Savaşçı yıkar ama yapamaz
Quentin Tarantino'nun yazıp yönettiği 2012 yapımı, iki Oskar ödüllü "Django Unchained" filminin hikayesi 1858 yılında geçer.
Film, zenci köle Django'nun hikayesi üzerinden kölelerin maruz kaldıkları zulümleri, çektikleri korkunç acıları, köleciliğin gayri insani tabiatını anlatır ve dönemin ırkçılığını hicveder.
Cesareti, zekası ve atikliğiyle öne çıkan Django, bir köle gibi değil de hür bir insan gibi davranmayı öğrendikten sonra, kanlı bir intikam almak üzere kendisine ve karısı Broomhilda'ya eziyet eden ırkçı beyaz "efendilerinin" peşine düşecektir.
Seyircilere hem aksiyon dolu sahneler hem de karakterlerin duygusal yolculuklarını sunan "mazlumun intikamı" temalı filmler sinema severler arasında hep çok ilgi görür.
"Spartaküs", "Ben Hur", "Braveheart", "Robin Hood", "Gladiator" gibi benzer filmlerde, büyük haksızlıklara uğrayan ana karakterler genellikle adaletsizliğe veya kötülüğe karşı savaşıp intikamlarını alırlar.
Adaletin işlemediği veya geciktiği durumlarda, haksızlığa uğrayan, büyük mağduriyetler yaşayan karakterlerin güçlenip kendi elleriyle hesap sormaları, seyircileri heyecanlandırır.
Müesses nizamın zalim yöneticilerinin acı kuvveti karşısında kendilerini güçsüz ve çaresiz hisseden sıradan insanlar, kendi içlerinden çıkıp zalimlerden hesap sorma mücadelesine girişen "cesur kahramanlara" büyük sempati duyarlar.
Bu hislerin gerçek hayatta da güçlü tezahürleri görülür.
Kitleler uğradığı haksızlığın hesabını sormak için kavgaya girmekten korkmayan kahramanın peşine düşer, arkasında saf tutarlar.
Hele kahramanları, rövanş sürecinde onlara da bir takım "kazanımlar" sağlıyorsa ona iyice bağlanır, onu bir kurtarıcı, bir aziz, hatta bir "yarı-tanrı" mertebesine yükseltirler.
Tabi kahramandan beklenen, kendi şahsi intikamını almasının ötesine geçip, âdil, kimsenin haksızlığa uğramadığı, zalimlerin hak ettikleri şekilde cezalandırıldığı bir düzen kurmasıdır.

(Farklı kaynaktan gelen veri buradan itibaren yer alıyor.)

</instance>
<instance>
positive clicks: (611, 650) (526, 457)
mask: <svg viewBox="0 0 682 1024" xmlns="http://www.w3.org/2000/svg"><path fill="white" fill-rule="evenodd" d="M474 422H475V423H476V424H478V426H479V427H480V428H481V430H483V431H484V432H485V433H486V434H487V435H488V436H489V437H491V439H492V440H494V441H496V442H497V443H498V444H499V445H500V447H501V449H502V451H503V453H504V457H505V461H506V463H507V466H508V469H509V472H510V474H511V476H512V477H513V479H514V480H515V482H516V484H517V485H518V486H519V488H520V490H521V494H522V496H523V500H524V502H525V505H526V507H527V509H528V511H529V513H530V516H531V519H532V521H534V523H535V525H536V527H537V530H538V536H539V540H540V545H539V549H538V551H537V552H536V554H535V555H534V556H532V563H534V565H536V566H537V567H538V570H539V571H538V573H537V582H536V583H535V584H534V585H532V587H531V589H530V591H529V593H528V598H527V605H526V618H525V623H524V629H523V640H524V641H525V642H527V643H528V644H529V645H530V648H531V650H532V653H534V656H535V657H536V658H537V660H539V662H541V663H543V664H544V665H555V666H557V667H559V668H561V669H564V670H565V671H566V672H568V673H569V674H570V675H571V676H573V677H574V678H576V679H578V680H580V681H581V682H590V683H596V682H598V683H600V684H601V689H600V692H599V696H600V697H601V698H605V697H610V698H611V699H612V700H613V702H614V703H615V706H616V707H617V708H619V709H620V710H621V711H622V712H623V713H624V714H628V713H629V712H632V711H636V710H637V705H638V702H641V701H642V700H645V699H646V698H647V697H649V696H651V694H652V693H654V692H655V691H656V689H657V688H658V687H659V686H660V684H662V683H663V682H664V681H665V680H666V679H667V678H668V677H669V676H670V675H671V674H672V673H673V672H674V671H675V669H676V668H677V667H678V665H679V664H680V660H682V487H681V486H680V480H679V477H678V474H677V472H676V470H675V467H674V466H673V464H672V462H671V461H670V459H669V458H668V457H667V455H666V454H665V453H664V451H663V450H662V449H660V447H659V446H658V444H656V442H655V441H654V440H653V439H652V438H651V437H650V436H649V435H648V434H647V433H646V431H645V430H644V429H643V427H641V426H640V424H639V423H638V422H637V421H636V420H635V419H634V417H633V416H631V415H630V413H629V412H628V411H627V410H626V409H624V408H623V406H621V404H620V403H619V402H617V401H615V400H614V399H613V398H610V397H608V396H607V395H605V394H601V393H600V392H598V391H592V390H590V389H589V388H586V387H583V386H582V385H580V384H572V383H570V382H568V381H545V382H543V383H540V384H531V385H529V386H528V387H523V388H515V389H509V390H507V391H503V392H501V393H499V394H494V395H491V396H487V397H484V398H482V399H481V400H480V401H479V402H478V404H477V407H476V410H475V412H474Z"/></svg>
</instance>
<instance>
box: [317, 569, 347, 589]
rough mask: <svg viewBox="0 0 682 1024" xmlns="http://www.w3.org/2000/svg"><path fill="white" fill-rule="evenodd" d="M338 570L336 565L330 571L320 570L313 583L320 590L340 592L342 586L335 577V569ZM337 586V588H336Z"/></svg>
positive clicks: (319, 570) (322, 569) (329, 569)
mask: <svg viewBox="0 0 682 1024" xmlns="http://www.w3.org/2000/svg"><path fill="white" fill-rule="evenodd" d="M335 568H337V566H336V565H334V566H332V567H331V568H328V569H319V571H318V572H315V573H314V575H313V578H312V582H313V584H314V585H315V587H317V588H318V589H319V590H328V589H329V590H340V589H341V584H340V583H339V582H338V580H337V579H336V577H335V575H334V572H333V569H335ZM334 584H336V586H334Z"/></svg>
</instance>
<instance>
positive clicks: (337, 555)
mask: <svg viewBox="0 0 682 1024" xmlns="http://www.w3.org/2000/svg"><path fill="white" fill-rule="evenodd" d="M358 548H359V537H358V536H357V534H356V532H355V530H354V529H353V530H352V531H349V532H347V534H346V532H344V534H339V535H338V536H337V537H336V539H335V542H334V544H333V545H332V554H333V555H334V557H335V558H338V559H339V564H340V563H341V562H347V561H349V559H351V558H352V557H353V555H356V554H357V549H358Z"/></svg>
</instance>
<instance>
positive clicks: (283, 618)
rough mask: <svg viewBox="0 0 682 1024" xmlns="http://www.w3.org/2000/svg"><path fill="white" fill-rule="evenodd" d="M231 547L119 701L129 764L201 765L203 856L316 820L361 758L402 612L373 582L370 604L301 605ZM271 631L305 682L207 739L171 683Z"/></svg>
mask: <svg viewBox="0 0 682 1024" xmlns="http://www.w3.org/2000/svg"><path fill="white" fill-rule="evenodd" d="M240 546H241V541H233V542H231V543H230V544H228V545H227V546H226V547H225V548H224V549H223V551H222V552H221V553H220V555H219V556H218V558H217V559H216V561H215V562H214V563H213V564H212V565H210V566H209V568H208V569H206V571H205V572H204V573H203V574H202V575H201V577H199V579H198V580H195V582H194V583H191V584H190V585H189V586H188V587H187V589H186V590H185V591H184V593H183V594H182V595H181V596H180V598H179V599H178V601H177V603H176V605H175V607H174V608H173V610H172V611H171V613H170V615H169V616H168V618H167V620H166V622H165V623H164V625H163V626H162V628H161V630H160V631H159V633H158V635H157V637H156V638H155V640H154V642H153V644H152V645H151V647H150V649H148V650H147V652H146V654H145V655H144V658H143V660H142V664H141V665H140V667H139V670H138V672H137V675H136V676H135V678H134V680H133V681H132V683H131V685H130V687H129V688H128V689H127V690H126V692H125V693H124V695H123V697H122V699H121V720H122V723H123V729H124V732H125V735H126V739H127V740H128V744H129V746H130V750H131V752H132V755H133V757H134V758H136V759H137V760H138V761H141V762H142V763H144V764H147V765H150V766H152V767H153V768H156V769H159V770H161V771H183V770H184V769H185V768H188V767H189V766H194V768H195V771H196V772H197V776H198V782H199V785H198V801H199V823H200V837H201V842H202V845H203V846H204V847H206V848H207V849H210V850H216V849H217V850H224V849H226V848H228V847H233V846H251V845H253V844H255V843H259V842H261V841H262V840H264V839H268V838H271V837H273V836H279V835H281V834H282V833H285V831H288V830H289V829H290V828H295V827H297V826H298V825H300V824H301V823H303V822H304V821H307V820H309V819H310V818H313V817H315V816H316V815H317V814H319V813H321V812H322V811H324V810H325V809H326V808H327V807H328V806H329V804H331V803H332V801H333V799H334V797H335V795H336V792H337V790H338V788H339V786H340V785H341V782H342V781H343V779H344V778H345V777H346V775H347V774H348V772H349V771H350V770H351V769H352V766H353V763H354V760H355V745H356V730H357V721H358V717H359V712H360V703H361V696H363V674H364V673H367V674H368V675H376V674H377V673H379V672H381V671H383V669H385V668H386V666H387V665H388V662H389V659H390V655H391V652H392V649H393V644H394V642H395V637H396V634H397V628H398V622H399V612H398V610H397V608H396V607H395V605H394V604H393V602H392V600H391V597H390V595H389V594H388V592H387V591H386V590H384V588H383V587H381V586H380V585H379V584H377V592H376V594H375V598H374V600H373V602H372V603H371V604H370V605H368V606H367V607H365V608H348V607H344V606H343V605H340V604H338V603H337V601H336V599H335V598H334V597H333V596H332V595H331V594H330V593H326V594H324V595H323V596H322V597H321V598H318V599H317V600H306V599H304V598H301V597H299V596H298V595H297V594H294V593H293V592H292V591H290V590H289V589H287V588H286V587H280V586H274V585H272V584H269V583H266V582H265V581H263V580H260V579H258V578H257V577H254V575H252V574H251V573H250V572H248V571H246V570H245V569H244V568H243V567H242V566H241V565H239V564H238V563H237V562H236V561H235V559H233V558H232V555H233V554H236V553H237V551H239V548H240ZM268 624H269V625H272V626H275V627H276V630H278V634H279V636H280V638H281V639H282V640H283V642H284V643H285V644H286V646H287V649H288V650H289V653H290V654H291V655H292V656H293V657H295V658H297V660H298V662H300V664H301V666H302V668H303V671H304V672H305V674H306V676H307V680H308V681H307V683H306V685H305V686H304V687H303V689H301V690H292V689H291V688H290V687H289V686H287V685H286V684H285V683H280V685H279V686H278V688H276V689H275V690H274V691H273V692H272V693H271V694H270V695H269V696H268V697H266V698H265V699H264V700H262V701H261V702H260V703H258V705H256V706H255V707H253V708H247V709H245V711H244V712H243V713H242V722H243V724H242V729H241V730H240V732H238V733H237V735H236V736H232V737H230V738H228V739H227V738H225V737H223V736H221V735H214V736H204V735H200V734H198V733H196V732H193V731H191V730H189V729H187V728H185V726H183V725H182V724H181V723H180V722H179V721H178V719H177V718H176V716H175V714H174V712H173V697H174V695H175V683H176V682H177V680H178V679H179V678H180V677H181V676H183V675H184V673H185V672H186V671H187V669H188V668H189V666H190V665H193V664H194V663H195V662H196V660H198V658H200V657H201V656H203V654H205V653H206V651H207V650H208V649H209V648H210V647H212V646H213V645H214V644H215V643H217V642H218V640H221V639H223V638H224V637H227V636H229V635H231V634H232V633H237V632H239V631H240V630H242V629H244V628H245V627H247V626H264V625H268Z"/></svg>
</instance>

Fakat insanların ıskaladığı şudur: Kahraman savaşçıların sahip oldukları becerilerle, ayakları yere basan yeni bir düzen kurmak için gereken beceriler birbirinden farklıdır.
Tüm enerjilerini ve zihinsel kapasitelerini kendilerine tasallut edenlerle mücadeleye hasreden savaşçıların, yıktıklarının yerine daha iyi bir düzen kurmak için gereken entelektüel kapasiteyi geliştirmeleri çok zordur.
Zalimlerin çarkını kırmak, müesses nizamı yıkmak, içine doğduğu adaletsiz düzeni yerle bir etmek için yaşayan kimselerin zihni, "kurmakla", "yapmakla", "inşa etmekle", "ıslah etmekle" yeterince meşgul olamaz.
Ömrü boyunca sadece "intikam" ateşiyle yanmış savaşçı, yeneceği kimse kalmadığında motivasyonunu kaybeder.